Space Party Games and Activities
Astronaut training
Set up an "astronaut training circuit" with 4–5 stations: balance beam (walk a taped line with "zero gravity"), shuttle jump (jumping in a sack or jumping over hurdles), asteroid dodge (dodge thrown soft balls), moon landing (land softly from a jump), mission debrief (answer a space question). Award each child an "Astronaut Certification" at the end.
Build a rocket
Provide cardboard tubes, card, tape and pens. Challenge children to build and decorate a rocket in 15 minutes. Award prizes for "most likely to reach Mars," "most aerodynamic," "best decorated." Clockwork Soldier and similar brands have model rocket kits that work brilliantly as a structured version.
Galaxy slime making
Make simple PVA glue slime with black, blue and purple food colouring and silver glitter. Children take their slime home in a small pot. Messy but very popular.
Planet hunt
Hide small coloured balls or ball pit balls around the space labelled as planets. Children collect all eight (or nine, depending on your position on Pluto) and arrange them in order from the sun. Educational and competitive.
Space quiz
For 7+ year olds, a space facts quiz is surprisingly popular. Prizes for the astronaut who knows the most. Questions: "How many planets in our solar system?", "Which planet is smallest?", "What is the name of our galaxy?", "What is the nearest star to Earth?"
Space Party Bag Ideas
Browse the full space party collection for tableware, decorations and party bag ideas. Space party bags should feel like a mission kit — functional, purposeful and cool. Avoid generic space-themed plastic toys in favour of items that have lasting value.
What to put in space party bags
- Space/science discovery kit — the Moulin Roty Space Discovery Box is a beautiful, genuinely educational item that works perfectly as a standalone party bag gift
- Space notebook — for recording space observations, drawing planets, writing mission logs
- Glow-in-the-dark stars — to stick on their bedroom ceiling. Every child's dream.

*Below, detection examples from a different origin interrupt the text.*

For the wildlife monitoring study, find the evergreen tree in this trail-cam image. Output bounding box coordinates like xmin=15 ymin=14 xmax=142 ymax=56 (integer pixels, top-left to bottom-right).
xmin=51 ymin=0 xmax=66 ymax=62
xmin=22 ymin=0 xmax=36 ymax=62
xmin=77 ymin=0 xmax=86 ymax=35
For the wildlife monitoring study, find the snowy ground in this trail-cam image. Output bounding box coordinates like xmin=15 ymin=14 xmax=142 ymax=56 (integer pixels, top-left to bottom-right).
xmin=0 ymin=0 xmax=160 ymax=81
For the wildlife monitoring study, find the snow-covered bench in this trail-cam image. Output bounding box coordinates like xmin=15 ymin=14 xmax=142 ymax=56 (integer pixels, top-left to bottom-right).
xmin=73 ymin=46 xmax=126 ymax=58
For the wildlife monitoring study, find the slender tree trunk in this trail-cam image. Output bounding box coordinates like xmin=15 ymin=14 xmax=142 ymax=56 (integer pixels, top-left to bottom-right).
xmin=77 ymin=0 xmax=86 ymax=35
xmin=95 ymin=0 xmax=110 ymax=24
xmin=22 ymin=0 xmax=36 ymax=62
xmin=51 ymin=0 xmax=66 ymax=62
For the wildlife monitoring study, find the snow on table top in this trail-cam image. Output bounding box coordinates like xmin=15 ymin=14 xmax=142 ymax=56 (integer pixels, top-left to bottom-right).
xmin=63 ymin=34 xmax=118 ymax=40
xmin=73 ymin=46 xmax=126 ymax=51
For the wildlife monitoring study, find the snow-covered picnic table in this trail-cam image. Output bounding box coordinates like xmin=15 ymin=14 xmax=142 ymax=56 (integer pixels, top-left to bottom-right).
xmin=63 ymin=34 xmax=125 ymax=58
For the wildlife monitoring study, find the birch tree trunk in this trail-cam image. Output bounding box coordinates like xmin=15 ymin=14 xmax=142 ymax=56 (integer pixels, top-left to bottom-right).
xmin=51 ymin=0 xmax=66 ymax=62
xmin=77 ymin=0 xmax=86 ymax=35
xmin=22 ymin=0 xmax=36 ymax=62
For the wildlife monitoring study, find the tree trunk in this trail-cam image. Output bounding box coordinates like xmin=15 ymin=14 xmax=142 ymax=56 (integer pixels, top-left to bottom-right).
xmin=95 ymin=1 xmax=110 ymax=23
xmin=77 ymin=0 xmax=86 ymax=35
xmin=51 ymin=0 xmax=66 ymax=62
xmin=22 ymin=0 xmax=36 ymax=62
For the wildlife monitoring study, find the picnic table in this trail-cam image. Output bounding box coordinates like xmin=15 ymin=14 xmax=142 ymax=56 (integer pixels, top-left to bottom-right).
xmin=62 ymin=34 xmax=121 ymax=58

- Star projector keyring — small light-up items that project a star pattern
- Astronaut pen — a metallic silver pen for their space notebook
- Alien putty — glow-in-the-dark or galaxy-coloured fidget putty
Space Party Costumes
- Astronaut — white or silver clothing, painted cardboard box helmet (make one as a party activity). NASA-style badge on the chest.
- Alien — green or silver clothing, antennae headband, face paint
- Planet — round blue/green clothing with continent shapes, or coloured to represent a specific planet
- Star — yellow or gold outfit with a star wand
- Mission commander — navy clothing with badges and a clipboard. Great for children who refuse costume parties.
Space Party Planning: Age Guide
- 3–5 years: Rockets, stars, aliens and the dark atmosphere. Simple games. Focus on the visual excitement.
- 6–9 years: Full theme engagement — astronaut training, planet quizzes, build-a-rocket. This age group often has strong existing space knowledge.
- 10+ years: Lean into real science. A more sophisticated quiz, a model rocket kit activity, discussion of actual space missions. This age appreciates accuracy.